Ознакомительная версия. Доступно 1 страниц из 2
Я не знаю, что говорить маме. Я совсем не думаю, что там делают Рудневы. Когда бежишь, какой смысл думать?
Стою на привокзальной площади, мучаясь от жажды. Выбрасываю пустой пакет в урну. Руки липкие, в горле печёт. Что делать дальше непонятно, я смутно представляю, где мой дом. И тут случается чудо: как диковинный ламантин, подъезжает третий троллейбус, а я его помню — два раза в неделю он возит меня в музыкалку.
В троллейбусе сажусь у окна и смотрю на город. В вечернем свете он как волшебство. Проезжаем Литейным мостом, и я зачарованно пялюсь на реку и небо над ней, такое огромное, синее, светлое по краям, тёмное посередине, с белыми росчерками чаек.
Я вспоминаю про свою беду, только когда мы подъезжаем к знакомой остановке.
Что сказать маме? Меня обижали? Ну не обижали ведь. Про конфеты? Невозможно. Мама точно не одобрит поедание почти килограмма лимончиков, не говоря о побеге.
Так ничего не придумав, подхожу к двери квартиры. Щёки горят, тело чешется. Поднеся палец к кнопке звонка, какое-то время стою, стою, стараясь отодвинуть страшный момент криков, слёз, а возможно, и небольшой порки. Но нельзя торчать тут вечно, и я звоню. Дверь почти сразу распахивается, на пороге, заслоняя свет коридора огромной, до небес, фигурой- мама. Кажется, она собирается закричать, но осекается, увидев меня, тащит в комнату, усаживает и осматривает мою спину, шею, руки. Я вся покрыта сыпью, тело горит. Мама ставит мне градусник и тут в коридоре звонит телефон. Я сижу на стуле посреди большой комнаты и боюсь пошевелиться, тупо смотрю в окно.
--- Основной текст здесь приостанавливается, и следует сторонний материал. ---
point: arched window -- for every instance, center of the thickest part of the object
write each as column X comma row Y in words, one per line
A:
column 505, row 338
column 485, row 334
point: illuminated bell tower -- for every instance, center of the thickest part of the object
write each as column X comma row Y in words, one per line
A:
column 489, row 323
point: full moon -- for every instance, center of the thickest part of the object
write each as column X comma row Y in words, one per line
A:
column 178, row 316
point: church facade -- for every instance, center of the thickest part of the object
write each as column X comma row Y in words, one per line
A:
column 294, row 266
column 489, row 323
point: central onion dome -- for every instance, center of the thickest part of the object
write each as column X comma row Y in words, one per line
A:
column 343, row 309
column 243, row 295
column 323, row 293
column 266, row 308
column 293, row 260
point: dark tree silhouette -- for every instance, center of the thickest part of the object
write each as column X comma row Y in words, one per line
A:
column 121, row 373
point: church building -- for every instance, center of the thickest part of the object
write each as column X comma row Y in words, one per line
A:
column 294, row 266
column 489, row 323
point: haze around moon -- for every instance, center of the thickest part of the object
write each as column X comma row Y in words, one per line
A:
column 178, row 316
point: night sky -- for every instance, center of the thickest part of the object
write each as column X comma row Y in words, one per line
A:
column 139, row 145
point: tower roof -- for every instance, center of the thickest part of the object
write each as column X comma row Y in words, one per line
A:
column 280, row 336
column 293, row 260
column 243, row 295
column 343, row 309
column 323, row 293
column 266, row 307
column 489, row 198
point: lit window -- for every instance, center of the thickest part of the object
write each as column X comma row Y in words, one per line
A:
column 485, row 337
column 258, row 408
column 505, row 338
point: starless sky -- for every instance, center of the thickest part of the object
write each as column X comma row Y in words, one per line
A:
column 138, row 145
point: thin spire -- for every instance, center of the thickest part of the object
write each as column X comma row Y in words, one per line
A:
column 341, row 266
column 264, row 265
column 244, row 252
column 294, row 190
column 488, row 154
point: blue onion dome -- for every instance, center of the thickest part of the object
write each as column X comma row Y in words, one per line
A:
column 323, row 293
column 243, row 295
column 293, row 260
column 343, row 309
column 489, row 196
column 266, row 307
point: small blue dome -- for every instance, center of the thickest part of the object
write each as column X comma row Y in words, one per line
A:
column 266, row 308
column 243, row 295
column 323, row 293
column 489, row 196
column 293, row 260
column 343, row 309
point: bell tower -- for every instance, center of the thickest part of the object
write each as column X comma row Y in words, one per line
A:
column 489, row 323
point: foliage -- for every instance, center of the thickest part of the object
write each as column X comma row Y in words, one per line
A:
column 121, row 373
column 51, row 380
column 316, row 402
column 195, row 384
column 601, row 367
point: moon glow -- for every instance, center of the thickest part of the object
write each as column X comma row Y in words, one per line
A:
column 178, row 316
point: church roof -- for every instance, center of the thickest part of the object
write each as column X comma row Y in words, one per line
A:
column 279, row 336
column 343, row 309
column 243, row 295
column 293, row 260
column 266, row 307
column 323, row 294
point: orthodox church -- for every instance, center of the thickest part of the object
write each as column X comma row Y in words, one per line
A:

Небо совсем потемнело, но по низу сияет, словно оттуда, из-за домов, светят огромной тёплой лампой. Это так красиво, до слёз. Смутно слышен высокий мамин голос: «Какие карты? Какой проигрыш? Вы совсем уже?! ей десять!»
Потом она приходит, смотрит на градусник:
— Что они там с тобой делали? У тебя сорок.
Я, сомлев от температуры и облегчения, что ругать не будут, шепчу:
— Ничего. Можно воды?
Мама с Рудневыми больше не общалась. Она уехала к отцу, оставив меня на попечение старшему брату и его жене, так и не узнав про конфеты. Когда она вернулась, я была уже совсем взрослой девочкой без тяги к откровениям.
Когда мне страшно или больно, во рту пересыхает и будто крупинки сахара царапают горло. Я вспоминаю кору дуба под пальцами и представляю, что смотрю на происходящее из-за дерева, а позади — кусты, тропинка для побега и огромное, синее-синее небо без края, тёмное в середине, светлое по краям.